|The Sailor's Prayer. 1801. Lewis Walpole Library.|
"O mighty Neptune! hear an honest British Tar--thou knowest I trouble not thy Godship every day, I therefore pray thee to grant my Prayer, for I love not long palavering and that there, d'ye see.
Grant me a stout ship, and honest Messmates--as the last of my old ones was popped off the Belerophon's bows at the Nile--poor Mat Mizen!! Give me plenty of Grog, and a good commander, and I'll warrant you I'll shave the Don's wiskers, and as to MOUNSEER, if I comes athwart his hauser again, I'll shiver his Jib, and dowse his three-coloured rag, and revenge the death of Mat Mizen, d--n me--I beg your honour's pardon for swearing, but its a way I have--however, I still say, if I get into Mounseer's wake, I'll back his top sails, split my Timbers.

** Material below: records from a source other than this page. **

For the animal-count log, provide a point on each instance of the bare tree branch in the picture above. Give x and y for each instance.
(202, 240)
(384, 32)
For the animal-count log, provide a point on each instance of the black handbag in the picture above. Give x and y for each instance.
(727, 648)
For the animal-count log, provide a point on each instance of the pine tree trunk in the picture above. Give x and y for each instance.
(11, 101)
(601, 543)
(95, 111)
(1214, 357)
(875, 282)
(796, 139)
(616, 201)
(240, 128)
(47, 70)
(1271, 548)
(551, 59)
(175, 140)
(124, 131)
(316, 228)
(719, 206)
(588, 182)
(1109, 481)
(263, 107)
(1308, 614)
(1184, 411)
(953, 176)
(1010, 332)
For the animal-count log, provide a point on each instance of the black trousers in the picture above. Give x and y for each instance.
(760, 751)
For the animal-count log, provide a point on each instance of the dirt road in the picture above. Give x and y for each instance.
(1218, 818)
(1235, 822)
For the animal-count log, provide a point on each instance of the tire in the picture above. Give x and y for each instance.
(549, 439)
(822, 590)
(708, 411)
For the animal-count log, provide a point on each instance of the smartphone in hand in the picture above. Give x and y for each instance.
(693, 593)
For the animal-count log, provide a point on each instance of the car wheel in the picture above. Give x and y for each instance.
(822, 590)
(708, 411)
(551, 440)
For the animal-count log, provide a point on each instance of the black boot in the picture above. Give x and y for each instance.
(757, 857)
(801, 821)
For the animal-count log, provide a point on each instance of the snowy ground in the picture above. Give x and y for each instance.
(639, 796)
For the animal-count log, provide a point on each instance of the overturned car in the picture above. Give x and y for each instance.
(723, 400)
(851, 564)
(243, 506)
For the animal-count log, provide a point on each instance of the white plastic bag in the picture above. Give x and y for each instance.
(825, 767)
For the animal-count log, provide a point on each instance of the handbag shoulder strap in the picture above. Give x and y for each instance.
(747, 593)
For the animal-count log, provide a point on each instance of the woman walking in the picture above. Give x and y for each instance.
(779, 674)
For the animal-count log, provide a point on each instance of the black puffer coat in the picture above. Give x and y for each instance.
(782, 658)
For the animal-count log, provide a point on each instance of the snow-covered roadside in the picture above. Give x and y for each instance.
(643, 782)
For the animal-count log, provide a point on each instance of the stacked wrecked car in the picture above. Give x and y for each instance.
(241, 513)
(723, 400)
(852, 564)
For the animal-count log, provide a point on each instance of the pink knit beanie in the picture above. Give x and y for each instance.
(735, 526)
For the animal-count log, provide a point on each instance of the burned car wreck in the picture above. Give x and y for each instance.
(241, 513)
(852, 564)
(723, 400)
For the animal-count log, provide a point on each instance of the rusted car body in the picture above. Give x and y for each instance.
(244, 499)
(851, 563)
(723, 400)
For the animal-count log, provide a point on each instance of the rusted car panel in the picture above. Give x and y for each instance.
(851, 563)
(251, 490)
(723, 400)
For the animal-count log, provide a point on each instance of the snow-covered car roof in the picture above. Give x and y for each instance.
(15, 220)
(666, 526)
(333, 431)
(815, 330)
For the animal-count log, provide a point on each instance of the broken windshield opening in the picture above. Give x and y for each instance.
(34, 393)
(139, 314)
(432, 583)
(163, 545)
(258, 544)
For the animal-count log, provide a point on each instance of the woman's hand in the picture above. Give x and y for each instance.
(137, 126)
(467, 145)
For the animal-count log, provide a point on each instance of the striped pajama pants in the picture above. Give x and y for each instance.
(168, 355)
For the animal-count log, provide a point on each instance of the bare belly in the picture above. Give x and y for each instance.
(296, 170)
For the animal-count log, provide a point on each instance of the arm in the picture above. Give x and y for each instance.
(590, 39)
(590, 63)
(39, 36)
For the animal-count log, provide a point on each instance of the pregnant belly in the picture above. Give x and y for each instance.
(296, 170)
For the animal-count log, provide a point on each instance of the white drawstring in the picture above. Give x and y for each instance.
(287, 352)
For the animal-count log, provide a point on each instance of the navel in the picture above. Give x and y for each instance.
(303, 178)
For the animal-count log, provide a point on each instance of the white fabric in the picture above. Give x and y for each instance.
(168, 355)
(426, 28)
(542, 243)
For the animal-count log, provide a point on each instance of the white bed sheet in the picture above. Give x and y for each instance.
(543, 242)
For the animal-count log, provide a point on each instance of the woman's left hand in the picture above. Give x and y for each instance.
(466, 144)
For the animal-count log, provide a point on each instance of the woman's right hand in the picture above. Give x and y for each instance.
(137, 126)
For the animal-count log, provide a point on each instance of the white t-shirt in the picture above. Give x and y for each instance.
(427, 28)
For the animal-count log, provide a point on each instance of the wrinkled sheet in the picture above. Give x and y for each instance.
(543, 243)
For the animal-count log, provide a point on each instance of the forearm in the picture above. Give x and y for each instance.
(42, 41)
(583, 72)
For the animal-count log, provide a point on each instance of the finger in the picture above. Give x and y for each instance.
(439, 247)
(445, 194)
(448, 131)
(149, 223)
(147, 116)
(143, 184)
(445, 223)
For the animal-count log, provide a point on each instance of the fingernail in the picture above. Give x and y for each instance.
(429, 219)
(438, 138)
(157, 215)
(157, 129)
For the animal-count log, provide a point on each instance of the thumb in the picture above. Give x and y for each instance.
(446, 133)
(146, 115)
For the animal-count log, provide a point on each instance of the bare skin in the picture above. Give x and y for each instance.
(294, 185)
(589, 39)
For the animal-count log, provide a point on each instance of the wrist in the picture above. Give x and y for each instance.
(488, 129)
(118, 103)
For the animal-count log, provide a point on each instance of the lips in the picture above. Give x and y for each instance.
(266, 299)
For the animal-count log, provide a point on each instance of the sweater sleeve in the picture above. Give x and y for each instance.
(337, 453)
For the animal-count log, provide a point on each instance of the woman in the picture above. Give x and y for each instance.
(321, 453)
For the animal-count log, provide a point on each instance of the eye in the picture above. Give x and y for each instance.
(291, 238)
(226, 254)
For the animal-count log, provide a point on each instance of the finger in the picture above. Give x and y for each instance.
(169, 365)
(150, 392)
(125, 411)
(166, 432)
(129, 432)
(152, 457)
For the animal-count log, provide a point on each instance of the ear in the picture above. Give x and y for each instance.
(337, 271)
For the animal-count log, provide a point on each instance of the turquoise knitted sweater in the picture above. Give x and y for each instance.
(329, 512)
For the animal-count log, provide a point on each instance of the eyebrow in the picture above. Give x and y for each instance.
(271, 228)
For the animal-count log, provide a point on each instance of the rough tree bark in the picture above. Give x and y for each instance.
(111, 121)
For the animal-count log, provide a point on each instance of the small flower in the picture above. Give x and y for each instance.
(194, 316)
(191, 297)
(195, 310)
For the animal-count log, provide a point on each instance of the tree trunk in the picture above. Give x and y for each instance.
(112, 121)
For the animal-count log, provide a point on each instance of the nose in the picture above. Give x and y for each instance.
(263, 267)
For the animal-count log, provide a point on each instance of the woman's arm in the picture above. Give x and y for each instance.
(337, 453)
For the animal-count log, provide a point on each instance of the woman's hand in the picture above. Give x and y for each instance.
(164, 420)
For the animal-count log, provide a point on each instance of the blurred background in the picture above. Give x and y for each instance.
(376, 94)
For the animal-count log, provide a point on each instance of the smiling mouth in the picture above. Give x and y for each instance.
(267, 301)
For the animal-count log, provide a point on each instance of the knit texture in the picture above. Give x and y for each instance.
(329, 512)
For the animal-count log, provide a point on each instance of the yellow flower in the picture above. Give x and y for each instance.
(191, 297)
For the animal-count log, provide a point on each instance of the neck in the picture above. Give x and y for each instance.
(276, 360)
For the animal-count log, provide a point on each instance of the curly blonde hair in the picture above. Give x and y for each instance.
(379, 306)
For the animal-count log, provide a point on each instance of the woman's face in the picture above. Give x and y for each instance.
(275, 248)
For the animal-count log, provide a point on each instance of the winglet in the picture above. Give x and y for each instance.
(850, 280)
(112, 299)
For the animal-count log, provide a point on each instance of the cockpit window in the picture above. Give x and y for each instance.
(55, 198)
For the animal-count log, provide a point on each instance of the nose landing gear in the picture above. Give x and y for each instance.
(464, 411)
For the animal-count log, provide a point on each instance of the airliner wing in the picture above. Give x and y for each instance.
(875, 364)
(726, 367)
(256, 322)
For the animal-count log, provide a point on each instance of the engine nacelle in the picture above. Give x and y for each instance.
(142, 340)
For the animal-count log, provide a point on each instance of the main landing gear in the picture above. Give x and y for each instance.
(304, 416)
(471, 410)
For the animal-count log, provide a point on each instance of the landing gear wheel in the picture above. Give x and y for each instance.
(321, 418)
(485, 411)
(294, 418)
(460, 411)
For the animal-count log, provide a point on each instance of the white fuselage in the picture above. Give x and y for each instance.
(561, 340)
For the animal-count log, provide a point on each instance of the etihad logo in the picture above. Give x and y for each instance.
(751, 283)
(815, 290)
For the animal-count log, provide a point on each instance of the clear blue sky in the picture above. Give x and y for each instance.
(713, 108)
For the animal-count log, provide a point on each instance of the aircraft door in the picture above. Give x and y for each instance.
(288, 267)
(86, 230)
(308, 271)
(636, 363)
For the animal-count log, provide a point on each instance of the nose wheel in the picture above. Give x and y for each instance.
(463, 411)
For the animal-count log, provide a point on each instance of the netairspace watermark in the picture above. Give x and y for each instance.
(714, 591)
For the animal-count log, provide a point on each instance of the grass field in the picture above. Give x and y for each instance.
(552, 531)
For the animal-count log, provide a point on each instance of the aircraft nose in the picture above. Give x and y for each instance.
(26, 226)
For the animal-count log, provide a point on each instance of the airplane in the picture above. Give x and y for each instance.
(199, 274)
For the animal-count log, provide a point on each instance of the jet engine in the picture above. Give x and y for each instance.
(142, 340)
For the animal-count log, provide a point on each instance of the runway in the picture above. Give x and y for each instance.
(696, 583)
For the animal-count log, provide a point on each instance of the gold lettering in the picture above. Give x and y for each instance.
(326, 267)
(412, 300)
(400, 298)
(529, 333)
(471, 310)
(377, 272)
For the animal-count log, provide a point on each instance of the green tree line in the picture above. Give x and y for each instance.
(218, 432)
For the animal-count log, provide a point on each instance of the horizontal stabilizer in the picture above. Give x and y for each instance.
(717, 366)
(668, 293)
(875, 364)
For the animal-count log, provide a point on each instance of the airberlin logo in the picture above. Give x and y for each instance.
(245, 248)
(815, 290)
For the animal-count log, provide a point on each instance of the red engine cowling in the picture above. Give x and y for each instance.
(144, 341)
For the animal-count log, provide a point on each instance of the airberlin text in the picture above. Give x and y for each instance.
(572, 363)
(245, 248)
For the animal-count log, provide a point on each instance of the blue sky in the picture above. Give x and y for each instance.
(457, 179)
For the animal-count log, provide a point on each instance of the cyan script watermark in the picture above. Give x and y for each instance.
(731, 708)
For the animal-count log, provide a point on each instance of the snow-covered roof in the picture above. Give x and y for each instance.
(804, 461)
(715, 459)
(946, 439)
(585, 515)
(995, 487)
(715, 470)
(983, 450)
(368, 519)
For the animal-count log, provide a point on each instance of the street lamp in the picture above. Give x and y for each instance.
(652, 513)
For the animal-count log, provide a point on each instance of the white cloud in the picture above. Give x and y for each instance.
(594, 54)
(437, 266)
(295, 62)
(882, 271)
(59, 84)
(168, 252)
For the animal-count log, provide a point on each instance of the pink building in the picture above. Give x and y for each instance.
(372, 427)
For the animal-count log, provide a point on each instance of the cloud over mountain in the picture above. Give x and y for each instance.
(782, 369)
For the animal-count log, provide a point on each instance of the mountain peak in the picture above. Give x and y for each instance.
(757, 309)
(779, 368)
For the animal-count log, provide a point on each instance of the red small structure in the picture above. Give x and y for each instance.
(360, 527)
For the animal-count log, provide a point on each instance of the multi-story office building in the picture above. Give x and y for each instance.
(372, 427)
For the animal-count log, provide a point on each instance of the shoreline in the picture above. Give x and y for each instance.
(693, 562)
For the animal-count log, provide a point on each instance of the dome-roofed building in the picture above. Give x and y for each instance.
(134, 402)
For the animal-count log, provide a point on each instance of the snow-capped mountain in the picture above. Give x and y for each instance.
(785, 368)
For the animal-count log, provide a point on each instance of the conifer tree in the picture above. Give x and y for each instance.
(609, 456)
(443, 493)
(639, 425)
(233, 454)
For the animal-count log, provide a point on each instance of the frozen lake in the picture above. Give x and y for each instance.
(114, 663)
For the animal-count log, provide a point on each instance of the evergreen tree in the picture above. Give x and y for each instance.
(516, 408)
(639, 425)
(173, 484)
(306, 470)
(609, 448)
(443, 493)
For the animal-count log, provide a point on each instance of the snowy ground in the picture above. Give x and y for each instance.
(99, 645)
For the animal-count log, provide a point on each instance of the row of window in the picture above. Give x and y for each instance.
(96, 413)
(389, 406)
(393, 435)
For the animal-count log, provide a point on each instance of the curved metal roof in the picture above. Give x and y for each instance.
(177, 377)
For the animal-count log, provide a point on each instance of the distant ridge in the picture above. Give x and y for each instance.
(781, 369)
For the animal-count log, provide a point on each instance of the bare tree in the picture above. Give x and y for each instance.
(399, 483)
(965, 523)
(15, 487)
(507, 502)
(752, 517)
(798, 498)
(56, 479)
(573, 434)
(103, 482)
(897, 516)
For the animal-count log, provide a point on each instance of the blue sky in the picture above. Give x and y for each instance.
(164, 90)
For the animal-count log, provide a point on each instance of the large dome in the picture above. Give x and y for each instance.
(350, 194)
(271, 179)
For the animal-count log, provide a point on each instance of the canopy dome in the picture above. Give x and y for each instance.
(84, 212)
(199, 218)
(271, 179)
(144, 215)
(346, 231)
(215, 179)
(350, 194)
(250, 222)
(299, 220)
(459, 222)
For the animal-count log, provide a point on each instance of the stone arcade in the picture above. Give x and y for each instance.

Worthy Master Neptune! send us a good prize, I beseech thee, and be not sparing in brandy and tobacco--give us also a few chests of the Don's dollars, for Mounseer hasn't got none, no more than there is in your three-pronged boat-hook. When we arrive in port, send us handsome Doxies, and keep us from the lee-shore, that thou knowest I hat as I do an empty can, or a dry quid. Grant me but these, and capsize my Trunions if I don't ever praise thee, and the Messmate that wont join me, may he be stuck upon the lee-yard arm of a storm night! Lastly, I pray thee to keep me from the disgrace of the Bilboes-save me from a Guinea-man and a Tender, and I'll serve cheerfully, and sing King George and his Navy for ever.--Huzza! to the end of the chapter."
The sailor, seated on a chest on the deck of a ship, is smoking a white clay pipe, with an oval tobacco case and a tankard easily within reach. He wears pointed-toe shoes with gold buckles, white stockings, red and white striped pants, a blue jacket with three buttons at the cuffs, at least two of which are worn unbuttoned, and a black neck-handkerchief tied tightly around his neck with the ends hanging outside his jacket. His dark hair is short and curly.